Mengenal serpihan tanah surga memang tidak hanya dilihat dari puncak gayohighlan saja, tapi bisa juga dari bukit berni telong, namun terasa sangat jauh untuk bisa menatap laut tawar  dan kota takengon, semua tergantung kepada penikmat wisata. Di mana kaki berpijak, di sanalah kita bisa merasakan keindahan alam sekitarnya.
Misalnya, saat moment yang tepat Anda melangkahkah kaki ke tanoh gayo pada akhir tahun. Biasanya, pada bulan November atau Desember akan  ada jenis perayaan di kota ini. Misalnya perlombaan pacuan kuda, renang, dan Kayuh perahu dari berbagai wilayah yang ada di sana. Pacuan kuda menjadi tradisi setiap tahunnya. Perlombaan tersebut diselenggarakan di blang bebangka di  Toa. Di Aceh sendiri, kuda hanya ada diwilayah Aceh Tengah . Kuda menjadi hiburan dan tontonan  bagi masyarakat gayo pada umumnya.
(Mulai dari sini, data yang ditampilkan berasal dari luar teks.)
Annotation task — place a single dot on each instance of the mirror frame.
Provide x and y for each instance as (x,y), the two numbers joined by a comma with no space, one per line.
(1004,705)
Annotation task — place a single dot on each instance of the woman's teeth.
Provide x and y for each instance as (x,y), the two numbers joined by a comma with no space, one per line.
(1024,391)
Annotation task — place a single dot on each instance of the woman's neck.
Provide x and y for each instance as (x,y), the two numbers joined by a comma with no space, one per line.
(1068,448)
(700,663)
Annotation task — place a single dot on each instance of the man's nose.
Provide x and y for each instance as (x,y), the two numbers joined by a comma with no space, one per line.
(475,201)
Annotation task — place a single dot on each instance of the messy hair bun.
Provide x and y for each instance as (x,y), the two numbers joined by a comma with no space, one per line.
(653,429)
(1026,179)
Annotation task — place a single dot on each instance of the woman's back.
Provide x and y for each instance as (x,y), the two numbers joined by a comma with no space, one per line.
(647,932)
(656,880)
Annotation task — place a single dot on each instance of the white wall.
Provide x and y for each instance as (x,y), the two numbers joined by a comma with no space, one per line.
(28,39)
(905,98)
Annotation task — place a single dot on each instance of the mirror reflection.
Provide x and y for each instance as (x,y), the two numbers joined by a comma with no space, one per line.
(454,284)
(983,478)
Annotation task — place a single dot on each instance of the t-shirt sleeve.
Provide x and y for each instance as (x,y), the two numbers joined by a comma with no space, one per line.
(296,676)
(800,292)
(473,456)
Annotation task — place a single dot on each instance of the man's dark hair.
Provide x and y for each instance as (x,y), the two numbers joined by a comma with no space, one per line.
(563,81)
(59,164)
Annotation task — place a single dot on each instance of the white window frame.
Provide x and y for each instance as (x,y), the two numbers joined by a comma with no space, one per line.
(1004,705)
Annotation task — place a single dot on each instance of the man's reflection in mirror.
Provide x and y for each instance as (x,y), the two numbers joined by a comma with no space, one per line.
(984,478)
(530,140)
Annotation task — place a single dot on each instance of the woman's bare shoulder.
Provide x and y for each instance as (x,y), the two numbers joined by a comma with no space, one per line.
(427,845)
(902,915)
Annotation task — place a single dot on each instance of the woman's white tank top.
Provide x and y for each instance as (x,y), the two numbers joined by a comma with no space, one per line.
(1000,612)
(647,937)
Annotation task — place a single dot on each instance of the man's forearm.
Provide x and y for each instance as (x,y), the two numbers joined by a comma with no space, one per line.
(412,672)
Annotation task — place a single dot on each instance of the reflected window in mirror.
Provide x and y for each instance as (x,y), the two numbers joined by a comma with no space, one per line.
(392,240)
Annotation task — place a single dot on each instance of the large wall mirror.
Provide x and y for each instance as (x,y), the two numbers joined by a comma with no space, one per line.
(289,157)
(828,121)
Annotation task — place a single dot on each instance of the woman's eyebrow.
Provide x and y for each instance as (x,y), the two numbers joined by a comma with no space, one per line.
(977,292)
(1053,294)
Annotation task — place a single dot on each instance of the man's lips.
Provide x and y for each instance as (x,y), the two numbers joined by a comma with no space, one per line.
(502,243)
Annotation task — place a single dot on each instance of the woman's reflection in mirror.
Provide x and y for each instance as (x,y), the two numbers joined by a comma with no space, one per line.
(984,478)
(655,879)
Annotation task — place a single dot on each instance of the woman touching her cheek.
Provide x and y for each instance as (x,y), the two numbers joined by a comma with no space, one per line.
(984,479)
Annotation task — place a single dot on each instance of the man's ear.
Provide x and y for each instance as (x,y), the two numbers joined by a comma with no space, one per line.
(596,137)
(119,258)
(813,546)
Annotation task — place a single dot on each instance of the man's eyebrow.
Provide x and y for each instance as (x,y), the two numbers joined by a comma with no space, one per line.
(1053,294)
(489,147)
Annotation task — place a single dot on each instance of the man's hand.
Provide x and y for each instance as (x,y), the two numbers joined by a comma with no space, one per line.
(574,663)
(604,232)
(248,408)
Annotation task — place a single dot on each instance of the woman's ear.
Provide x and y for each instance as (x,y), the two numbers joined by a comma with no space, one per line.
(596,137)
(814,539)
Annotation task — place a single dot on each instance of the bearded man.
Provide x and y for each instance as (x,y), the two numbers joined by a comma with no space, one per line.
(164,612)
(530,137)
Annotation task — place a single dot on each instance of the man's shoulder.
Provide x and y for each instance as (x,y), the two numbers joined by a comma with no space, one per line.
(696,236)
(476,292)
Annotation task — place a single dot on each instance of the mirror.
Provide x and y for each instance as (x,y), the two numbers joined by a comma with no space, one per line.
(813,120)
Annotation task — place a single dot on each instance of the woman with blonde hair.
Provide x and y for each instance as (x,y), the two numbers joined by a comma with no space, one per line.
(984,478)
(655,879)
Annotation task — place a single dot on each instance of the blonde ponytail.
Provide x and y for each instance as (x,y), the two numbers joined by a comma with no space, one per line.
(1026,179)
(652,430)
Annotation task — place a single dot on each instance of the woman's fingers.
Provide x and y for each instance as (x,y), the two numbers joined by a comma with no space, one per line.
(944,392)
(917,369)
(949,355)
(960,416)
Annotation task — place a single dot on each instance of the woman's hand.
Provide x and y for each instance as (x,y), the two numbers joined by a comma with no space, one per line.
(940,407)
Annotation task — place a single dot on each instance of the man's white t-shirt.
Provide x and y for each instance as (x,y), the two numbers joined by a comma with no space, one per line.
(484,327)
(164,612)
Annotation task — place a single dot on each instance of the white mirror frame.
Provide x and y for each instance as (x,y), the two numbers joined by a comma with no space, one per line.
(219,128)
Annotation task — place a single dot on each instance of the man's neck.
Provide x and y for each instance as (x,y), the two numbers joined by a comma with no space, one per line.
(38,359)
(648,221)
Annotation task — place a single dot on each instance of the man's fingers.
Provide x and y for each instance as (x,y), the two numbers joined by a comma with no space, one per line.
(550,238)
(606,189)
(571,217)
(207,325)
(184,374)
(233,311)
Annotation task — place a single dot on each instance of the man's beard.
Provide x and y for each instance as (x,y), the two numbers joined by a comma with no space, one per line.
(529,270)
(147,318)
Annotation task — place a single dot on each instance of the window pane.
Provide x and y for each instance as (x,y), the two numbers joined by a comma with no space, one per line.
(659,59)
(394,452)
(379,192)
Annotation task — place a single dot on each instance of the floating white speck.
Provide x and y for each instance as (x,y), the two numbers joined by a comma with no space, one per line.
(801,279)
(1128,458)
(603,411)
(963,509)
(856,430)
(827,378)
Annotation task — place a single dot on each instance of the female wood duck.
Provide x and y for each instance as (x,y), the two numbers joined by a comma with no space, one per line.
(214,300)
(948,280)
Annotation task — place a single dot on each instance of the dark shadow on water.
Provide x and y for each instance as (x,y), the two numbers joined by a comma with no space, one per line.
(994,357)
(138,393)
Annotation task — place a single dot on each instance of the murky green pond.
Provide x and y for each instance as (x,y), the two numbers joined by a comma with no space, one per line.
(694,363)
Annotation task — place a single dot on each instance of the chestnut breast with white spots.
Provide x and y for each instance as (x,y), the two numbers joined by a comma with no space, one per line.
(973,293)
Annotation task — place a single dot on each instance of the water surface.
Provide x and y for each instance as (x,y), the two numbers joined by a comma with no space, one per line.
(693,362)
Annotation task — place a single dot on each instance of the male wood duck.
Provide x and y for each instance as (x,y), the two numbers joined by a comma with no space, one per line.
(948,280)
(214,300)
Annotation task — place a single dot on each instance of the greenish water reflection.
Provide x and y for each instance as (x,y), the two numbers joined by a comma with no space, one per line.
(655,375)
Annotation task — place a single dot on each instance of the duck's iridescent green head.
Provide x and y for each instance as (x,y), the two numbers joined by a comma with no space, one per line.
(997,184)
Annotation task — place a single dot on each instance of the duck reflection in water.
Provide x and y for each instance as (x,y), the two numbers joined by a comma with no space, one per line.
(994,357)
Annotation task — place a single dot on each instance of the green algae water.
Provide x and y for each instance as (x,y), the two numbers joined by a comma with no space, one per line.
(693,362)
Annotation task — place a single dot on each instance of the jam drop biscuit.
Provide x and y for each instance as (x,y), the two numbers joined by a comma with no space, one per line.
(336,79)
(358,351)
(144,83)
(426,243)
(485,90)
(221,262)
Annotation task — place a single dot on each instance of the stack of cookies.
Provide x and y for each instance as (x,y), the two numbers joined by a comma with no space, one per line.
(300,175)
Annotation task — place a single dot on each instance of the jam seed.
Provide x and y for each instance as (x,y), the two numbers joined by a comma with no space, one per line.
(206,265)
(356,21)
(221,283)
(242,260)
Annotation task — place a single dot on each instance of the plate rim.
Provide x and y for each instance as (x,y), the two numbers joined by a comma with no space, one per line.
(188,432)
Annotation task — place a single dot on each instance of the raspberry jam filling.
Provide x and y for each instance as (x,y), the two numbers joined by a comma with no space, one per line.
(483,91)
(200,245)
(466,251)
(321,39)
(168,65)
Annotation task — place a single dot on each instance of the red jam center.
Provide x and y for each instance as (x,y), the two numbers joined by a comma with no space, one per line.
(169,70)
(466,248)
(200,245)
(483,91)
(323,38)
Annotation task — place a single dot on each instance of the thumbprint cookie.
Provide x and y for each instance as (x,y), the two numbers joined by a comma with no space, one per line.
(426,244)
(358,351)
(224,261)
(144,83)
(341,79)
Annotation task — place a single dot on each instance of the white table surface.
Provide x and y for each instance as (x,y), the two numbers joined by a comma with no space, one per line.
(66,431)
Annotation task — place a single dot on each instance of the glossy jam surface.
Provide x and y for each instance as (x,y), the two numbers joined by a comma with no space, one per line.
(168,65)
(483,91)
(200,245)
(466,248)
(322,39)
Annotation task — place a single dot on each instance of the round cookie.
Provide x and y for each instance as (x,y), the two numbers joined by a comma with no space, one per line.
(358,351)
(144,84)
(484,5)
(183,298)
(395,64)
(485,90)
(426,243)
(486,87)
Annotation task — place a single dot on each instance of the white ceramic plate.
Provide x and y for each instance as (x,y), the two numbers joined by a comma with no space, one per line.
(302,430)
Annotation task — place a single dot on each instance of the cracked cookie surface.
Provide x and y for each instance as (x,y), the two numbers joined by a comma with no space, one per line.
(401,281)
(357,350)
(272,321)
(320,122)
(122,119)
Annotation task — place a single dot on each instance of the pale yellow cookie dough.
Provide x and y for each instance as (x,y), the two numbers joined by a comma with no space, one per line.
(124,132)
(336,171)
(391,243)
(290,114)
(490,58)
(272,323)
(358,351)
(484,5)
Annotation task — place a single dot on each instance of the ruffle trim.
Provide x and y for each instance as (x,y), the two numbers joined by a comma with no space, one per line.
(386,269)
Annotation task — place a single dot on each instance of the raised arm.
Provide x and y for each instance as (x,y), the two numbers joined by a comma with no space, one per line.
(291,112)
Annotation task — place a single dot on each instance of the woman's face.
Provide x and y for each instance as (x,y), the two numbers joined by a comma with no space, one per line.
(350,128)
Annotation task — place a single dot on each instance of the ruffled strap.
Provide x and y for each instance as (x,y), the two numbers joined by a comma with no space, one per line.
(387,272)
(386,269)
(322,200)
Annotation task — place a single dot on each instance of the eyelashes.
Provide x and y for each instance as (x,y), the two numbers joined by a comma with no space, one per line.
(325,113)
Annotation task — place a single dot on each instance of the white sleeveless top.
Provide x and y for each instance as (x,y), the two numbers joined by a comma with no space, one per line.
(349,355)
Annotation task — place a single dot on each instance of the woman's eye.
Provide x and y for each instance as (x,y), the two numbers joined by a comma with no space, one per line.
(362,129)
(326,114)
Nah, sudah tidak asing lagikan untuk menelusuri wisata apa saja yang paling indah di tanoh gayo ini? Meskipun tak semua wisatawan suka dengan ketinggian, pilihan lain juga ada. Bila bosan dengan lautan, maka saya saranakan Anda bisa mengujungi air terjun mengaya dipinggiran laut tawar. Tempatnya tidak jauh dari lautan tepatnya di didesa mengaya kecamatan Bintang. di sana, Anda bisa merasakan sejuknya air pegunungan. Bila Anda pernah menyentuh es batu baru mencair, seperti itulah gambaran air yang bisa menusuk tulang Anda.
Jadi, para wisatawan yang hendak berkunjung ke kota dingin, jangan lupa melihat serpihan tanah surga dari perbukitan yang ada di wilayah sana. Sebelum melakukan perjalanan jauh, hendaklah mempersiapkan diri dan kendaraan Anda sebaik mungkin. Di tengah perjalanan yang terjal, Anda sebaiknya berhati-hati untuk mendaki puncak Gayohighlan.tak jarang, banyak wisatawan menjadi korban luka-luka karena jatuh di atas pasir. Jalan menuju lokasi tersebut memang belum usai, untuk menghindari hal yang tidak diinginkan, sebaiknya Anda harus waspada. Jangan sampai tak sempat melihat serpihan tanah surga, malah kita sudah cidera.